Manish Michael, executive director of United Way Bengaluru, says, “In the last couple of decades, the entire face of Bengaluru city has changed. Nandi Hills is one of the landmarks which still remains untouched. However, it is now facing threats because of garbage, reducing bio-diversity and lack of civil society engagement. Our intent was to draw people’s attention to the hills and work towards protecting, preserving and promoting it.”
A volunteer helping with the organising of the marathon, Rajesh Krishnan, says, “We Bengalureans are blessed with the Nandi Hills. Hence it is our duty to protect it and its biodiversity. We will give the 10 per cent of the registration fee for the marathon towards the protection of the hills.”
Plastic is found in heaps along the hill, on the roads, over the parks where families picnic and even on the centuries-old fort built during the Ganga Period (350 BC to 1000 BC). Tourists have even contributed to dump sites attached to the fort’s periphery with discarded packets of chips and water bottles and someone has burnt the pile to make space for more.
These piles harm the ecology of the hills and burning them has caused visible charring on the stones of the fort. The discarded covers attract monkeys who try to chew through the plastic.
Yellappa Reddy, governing council member, Foundation for Ecological Security of India, visited the hill station and suggested the department invite the founder and director of a private organisation, Nalini Shekar, for consultation on dealing with garbage. Nalini’s Hasiru Dala organises waste pickers to provide solid-waste management solutions.
On June 8, the experts from her organisation will visit the hills. The department, on its part, is planning to segregate the garbage and generate manures from it.
Solutions can be a combination of the tried and tested methods and innovations, according to Nalini Shekar. “Local solutions that are effective and pocket-friendly can be employed,” she said.
Visitors often clamber up the fort’s walls to take selfies and photographs. This has been happening despite the boards that warn them of the risks involved. A horticulture department official says that they are short of security staff to implement this rule.
The lack of guards is also worrying women tourists.
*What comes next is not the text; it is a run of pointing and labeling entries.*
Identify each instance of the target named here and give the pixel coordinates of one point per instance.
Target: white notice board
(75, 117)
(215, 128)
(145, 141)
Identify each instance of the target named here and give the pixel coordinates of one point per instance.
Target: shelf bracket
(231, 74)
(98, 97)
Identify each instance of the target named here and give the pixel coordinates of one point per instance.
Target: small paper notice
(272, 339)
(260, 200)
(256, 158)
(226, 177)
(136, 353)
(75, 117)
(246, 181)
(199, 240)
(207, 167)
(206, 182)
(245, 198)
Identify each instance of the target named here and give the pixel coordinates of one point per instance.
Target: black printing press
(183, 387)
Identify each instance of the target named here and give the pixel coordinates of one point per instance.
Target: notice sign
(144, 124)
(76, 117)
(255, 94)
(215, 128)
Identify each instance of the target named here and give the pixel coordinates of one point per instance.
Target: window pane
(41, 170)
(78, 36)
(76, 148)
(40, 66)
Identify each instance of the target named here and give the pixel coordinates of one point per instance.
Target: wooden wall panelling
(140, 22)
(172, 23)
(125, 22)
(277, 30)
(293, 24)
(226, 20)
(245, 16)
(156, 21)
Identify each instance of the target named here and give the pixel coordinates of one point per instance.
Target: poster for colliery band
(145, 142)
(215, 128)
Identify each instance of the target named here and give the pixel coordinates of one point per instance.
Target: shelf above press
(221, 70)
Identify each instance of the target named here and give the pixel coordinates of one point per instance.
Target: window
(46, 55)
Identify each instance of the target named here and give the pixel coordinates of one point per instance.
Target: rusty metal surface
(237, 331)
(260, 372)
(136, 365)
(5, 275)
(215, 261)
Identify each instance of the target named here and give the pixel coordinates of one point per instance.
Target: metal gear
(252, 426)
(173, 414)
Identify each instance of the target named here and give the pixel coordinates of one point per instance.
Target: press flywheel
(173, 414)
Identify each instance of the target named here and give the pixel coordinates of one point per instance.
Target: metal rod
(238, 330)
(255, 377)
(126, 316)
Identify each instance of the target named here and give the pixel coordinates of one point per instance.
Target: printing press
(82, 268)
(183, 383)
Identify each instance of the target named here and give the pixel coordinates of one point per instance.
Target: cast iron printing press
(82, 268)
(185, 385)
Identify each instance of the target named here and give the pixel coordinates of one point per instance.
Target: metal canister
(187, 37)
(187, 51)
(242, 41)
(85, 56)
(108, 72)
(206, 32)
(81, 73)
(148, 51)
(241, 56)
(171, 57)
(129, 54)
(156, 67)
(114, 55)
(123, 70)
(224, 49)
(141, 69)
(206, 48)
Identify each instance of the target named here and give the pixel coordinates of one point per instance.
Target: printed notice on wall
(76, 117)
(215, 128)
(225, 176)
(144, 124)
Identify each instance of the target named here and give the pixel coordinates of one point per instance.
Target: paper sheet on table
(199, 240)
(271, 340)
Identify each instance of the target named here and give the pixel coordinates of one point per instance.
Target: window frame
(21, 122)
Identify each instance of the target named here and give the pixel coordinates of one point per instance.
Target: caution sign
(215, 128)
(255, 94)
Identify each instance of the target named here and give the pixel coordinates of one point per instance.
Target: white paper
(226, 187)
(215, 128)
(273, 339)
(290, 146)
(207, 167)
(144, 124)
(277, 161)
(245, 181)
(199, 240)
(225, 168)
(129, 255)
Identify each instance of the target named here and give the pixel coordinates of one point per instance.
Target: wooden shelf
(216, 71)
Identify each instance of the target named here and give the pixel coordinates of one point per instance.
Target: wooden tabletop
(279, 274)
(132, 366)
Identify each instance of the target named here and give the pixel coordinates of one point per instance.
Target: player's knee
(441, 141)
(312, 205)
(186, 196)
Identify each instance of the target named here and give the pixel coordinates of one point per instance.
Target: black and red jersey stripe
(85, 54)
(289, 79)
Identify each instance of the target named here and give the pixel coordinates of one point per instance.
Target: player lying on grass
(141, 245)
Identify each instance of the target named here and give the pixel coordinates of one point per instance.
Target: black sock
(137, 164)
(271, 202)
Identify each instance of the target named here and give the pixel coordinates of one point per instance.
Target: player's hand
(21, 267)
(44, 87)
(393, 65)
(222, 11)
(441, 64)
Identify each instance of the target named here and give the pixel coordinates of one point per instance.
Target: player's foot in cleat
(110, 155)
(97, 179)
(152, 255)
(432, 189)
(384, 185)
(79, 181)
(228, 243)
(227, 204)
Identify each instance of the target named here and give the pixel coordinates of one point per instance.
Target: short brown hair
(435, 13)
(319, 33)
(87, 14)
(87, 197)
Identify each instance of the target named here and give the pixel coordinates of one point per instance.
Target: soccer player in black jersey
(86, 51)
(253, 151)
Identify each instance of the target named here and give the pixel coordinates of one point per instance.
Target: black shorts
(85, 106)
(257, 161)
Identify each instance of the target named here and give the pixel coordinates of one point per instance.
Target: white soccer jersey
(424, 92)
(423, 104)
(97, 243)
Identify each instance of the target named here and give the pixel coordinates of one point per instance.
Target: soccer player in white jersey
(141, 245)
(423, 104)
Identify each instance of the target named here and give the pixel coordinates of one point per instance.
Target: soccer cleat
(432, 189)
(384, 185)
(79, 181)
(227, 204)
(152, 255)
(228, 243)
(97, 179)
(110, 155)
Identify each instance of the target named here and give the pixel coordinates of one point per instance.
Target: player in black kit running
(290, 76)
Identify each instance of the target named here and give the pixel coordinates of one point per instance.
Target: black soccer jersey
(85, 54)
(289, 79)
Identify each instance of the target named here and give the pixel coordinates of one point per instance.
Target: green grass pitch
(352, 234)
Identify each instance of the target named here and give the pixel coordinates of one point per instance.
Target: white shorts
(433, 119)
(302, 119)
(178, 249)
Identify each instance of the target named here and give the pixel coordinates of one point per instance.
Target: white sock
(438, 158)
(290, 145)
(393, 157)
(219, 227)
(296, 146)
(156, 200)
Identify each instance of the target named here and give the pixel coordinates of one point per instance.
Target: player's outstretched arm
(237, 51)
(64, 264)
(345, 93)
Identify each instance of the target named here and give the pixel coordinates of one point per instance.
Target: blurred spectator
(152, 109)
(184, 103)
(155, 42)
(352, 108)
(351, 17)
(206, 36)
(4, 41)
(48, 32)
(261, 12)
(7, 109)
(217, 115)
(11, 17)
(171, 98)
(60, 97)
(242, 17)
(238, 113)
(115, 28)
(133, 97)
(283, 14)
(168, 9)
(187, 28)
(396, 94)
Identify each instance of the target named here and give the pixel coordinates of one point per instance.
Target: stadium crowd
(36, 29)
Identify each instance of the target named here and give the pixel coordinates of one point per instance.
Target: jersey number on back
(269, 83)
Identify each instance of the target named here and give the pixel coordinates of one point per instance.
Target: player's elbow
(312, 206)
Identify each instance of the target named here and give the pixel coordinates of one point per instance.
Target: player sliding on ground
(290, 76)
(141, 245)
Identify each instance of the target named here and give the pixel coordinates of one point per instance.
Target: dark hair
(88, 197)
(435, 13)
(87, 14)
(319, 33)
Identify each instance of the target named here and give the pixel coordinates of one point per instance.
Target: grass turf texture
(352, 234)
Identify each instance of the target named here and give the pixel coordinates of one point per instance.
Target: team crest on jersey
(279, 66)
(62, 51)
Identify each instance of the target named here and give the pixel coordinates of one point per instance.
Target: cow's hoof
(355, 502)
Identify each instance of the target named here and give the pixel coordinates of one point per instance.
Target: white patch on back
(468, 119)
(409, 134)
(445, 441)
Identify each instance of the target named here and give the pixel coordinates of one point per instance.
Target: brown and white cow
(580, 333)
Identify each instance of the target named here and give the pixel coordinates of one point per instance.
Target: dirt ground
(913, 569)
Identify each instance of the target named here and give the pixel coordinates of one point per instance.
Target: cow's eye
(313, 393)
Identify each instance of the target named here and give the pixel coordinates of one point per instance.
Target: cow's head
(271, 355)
Ammu Nair, a visitor, says, “If you have not come with a group, you will feel unsafe, particularly while you climb the hill. There should be enough guards posted along the hills’ roads.”
The department is planning to deploy more home guards. Along with that, they are also planning to add 20 more CCTV cameras to the existing 22.
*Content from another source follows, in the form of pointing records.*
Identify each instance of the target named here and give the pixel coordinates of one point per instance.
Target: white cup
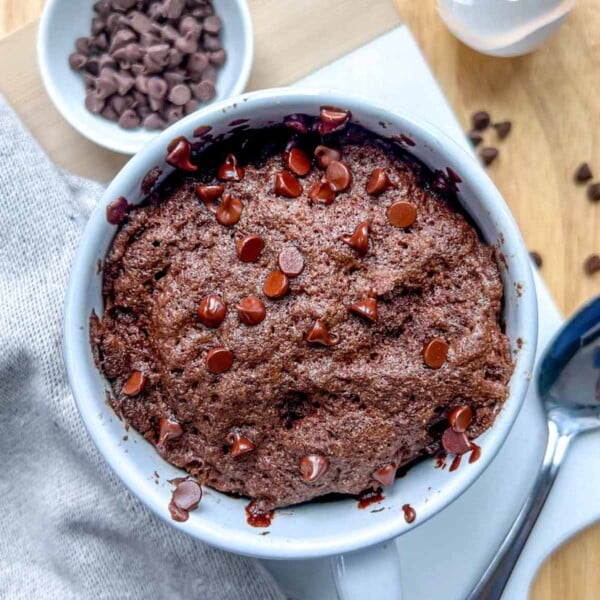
(318, 529)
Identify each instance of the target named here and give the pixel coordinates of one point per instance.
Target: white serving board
(444, 557)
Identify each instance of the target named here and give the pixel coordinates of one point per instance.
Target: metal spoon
(569, 386)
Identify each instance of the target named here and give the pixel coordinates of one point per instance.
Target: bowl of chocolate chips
(121, 71)
(308, 316)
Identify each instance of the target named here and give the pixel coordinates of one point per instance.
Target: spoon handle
(496, 576)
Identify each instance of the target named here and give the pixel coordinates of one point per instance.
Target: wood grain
(550, 96)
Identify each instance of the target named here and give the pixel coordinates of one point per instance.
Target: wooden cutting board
(551, 96)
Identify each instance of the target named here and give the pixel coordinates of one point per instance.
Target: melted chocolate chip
(239, 444)
(135, 384)
(180, 155)
(229, 170)
(435, 352)
(209, 194)
(332, 119)
(378, 183)
(249, 248)
(287, 185)
(325, 155)
(170, 429)
(338, 175)
(455, 442)
(319, 334)
(251, 310)
(117, 210)
(460, 418)
(276, 285)
(219, 360)
(402, 214)
(313, 466)
(359, 239)
(366, 308)
(322, 191)
(297, 161)
(291, 261)
(229, 210)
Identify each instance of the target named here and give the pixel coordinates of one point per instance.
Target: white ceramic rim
(518, 264)
(124, 143)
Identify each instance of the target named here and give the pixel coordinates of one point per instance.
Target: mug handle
(370, 573)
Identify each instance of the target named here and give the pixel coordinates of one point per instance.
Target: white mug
(358, 540)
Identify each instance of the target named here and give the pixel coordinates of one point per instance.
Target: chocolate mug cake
(301, 310)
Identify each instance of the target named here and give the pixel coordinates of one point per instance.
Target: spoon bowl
(568, 382)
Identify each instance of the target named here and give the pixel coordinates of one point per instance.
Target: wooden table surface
(552, 98)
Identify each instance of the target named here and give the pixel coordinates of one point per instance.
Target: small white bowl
(63, 21)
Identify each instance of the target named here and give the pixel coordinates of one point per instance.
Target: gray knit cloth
(68, 527)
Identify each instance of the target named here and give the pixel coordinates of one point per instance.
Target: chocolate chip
(135, 384)
(475, 137)
(359, 239)
(229, 170)
(82, 45)
(287, 185)
(180, 155)
(378, 183)
(209, 194)
(77, 61)
(454, 442)
(229, 210)
(291, 261)
(366, 308)
(197, 62)
(322, 191)
(435, 352)
(594, 192)
(319, 334)
(251, 310)
(180, 94)
(249, 248)
(325, 155)
(187, 495)
(583, 173)
(591, 264)
(129, 119)
(460, 418)
(187, 44)
(239, 444)
(332, 119)
(536, 257)
(297, 162)
(94, 103)
(219, 360)
(154, 121)
(313, 466)
(481, 120)
(212, 311)
(488, 155)
(170, 429)
(338, 175)
(212, 24)
(386, 475)
(276, 285)
(502, 128)
(117, 210)
(402, 214)
(203, 91)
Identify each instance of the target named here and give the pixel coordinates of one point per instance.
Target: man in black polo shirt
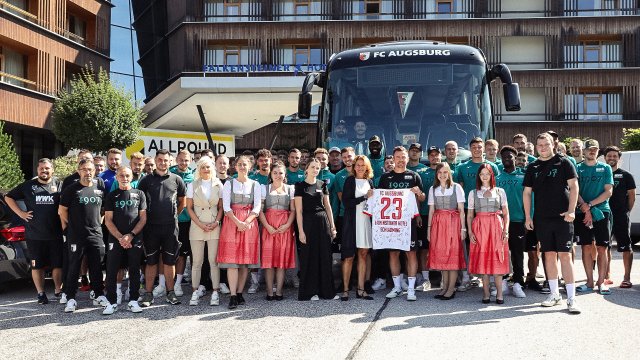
(80, 215)
(165, 194)
(402, 178)
(43, 233)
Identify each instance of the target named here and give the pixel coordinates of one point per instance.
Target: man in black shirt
(125, 217)
(43, 233)
(401, 178)
(553, 181)
(621, 203)
(80, 215)
(166, 198)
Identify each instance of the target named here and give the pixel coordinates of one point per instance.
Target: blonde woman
(446, 228)
(278, 243)
(204, 205)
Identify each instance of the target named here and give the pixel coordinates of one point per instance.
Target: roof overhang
(231, 105)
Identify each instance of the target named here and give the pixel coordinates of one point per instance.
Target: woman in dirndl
(446, 229)
(488, 219)
(278, 243)
(239, 246)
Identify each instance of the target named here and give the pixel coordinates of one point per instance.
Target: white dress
(363, 221)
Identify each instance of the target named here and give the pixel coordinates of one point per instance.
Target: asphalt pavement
(328, 329)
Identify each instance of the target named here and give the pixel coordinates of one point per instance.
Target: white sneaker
(395, 292)
(379, 284)
(109, 309)
(425, 286)
(178, 289)
(517, 291)
(552, 300)
(572, 306)
(223, 288)
(159, 290)
(195, 297)
(71, 306)
(215, 299)
(101, 300)
(134, 307)
(253, 288)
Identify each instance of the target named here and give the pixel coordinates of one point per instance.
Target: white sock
(396, 282)
(571, 290)
(412, 282)
(553, 286)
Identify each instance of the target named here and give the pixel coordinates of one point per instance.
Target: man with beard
(43, 233)
(621, 203)
(294, 173)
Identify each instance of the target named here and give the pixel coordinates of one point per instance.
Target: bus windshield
(428, 103)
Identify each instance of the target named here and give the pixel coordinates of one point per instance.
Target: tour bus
(428, 92)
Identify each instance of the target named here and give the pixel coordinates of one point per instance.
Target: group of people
(472, 218)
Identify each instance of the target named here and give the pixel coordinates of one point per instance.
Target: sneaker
(134, 307)
(215, 299)
(172, 298)
(379, 284)
(159, 291)
(466, 285)
(146, 299)
(253, 288)
(223, 288)
(425, 286)
(101, 300)
(517, 291)
(394, 293)
(42, 299)
(71, 306)
(109, 309)
(545, 288)
(178, 289)
(552, 300)
(572, 306)
(195, 297)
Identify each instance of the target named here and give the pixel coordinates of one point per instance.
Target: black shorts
(45, 253)
(554, 234)
(621, 231)
(601, 231)
(183, 237)
(531, 241)
(423, 234)
(161, 238)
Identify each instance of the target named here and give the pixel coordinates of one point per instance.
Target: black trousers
(116, 256)
(76, 250)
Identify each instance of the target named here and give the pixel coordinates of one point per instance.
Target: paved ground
(428, 328)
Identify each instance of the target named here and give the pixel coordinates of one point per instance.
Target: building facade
(577, 61)
(42, 44)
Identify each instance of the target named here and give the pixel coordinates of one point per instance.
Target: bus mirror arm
(511, 90)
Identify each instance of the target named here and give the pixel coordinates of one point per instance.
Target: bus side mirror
(511, 96)
(304, 105)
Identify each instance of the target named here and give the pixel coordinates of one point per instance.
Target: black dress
(316, 259)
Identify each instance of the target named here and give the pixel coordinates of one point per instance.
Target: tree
(631, 139)
(10, 172)
(96, 115)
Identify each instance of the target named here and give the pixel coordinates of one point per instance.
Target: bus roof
(407, 52)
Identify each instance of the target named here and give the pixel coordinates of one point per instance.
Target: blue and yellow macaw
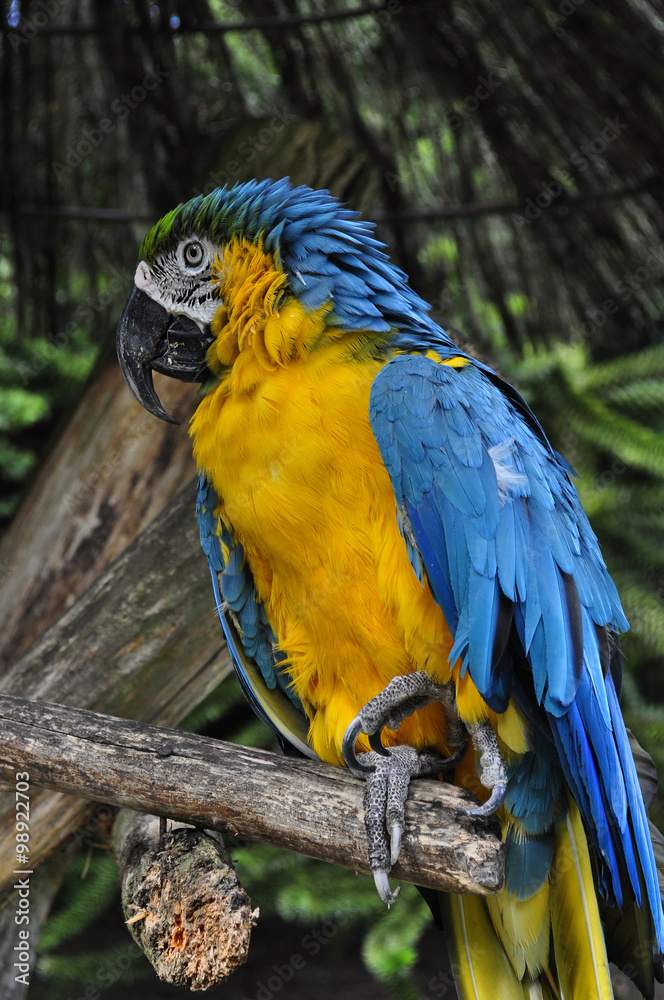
(403, 571)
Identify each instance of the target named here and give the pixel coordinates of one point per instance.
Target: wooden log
(142, 641)
(182, 901)
(303, 806)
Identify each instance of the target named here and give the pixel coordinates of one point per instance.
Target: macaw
(404, 574)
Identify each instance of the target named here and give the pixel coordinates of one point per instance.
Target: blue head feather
(327, 251)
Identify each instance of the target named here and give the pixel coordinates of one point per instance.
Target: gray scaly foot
(384, 801)
(402, 696)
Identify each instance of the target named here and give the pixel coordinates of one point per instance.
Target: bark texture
(303, 806)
The horticulture department has retarred a stretch of the road for `1.62 crore and will officially open it in a couple of months. They are also planing to introduce eco vehicles to the summit of the hill.
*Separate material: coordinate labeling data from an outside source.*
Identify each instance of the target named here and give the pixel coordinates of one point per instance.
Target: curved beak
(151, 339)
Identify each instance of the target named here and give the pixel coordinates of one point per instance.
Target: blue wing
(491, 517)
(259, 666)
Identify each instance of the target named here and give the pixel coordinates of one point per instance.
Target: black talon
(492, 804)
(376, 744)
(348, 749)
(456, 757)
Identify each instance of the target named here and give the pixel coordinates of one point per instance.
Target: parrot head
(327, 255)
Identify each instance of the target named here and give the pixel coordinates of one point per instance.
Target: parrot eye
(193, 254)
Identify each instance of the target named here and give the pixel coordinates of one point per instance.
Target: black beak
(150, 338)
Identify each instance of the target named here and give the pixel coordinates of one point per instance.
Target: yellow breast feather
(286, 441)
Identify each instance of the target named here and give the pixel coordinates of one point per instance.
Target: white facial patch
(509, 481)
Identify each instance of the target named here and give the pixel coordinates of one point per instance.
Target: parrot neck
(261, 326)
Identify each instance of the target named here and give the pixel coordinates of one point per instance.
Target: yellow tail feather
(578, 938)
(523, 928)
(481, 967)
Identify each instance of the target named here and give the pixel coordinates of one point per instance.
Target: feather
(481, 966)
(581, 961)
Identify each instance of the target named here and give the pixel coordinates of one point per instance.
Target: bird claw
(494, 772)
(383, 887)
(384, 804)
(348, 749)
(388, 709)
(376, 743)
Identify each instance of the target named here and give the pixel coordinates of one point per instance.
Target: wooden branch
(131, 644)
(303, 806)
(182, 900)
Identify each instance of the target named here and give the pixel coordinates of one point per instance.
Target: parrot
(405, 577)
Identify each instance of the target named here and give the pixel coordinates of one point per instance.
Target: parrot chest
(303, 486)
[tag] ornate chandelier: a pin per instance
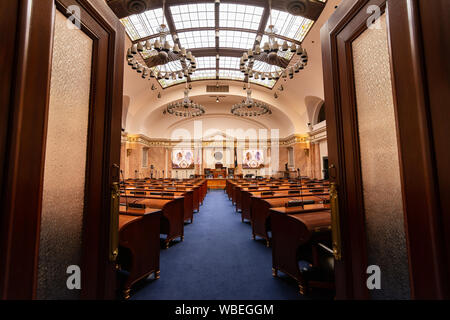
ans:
(268, 53)
(185, 108)
(160, 53)
(250, 107)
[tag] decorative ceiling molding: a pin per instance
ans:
(309, 9)
(208, 142)
(122, 8)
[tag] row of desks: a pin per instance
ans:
(294, 218)
(148, 209)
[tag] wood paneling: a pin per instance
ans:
(27, 105)
(23, 158)
(419, 43)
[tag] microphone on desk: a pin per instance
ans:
(125, 190)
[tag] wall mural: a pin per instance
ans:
(182, 159)
(253, 159)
More ticket counters will be opened with extra staff during weekends and festival seasons.
One of the major attractions of Nandi Hills, Tipu Sultan’s Summer Residence built in 1791, is clearly lacking maintenance. Name and information boards have fallen off and have been kept leaning against the walls, open to the sun and rain. The one that has weathered every storm is one placed by the Archaeological Survey of India that talks of the historical importance of this monument. Payal Agarwal, a visitor, wishes there was a curator to share the stories of the fort and its buildings. She blames the visitors for the bad state of the fort. “Visitors deface the monument,” she says. N Ramesh, Special Officer, Horticulture Department (Nandi Hills), pleads helplessness. “The archaeological department is supposed to take care of the summer palace,” he says. “I have been
communicating with the officials about the need to maintain the monument. Two roof tiles are broken, so water is seeping into the palace. The ASI officials say they’re doing their best. NBD Kempegowda, senior conservation assistant, ASI, says, “We are maintaining status quo. Hence we cannot renovate it. The department has deployed a warden to take care of the monument.”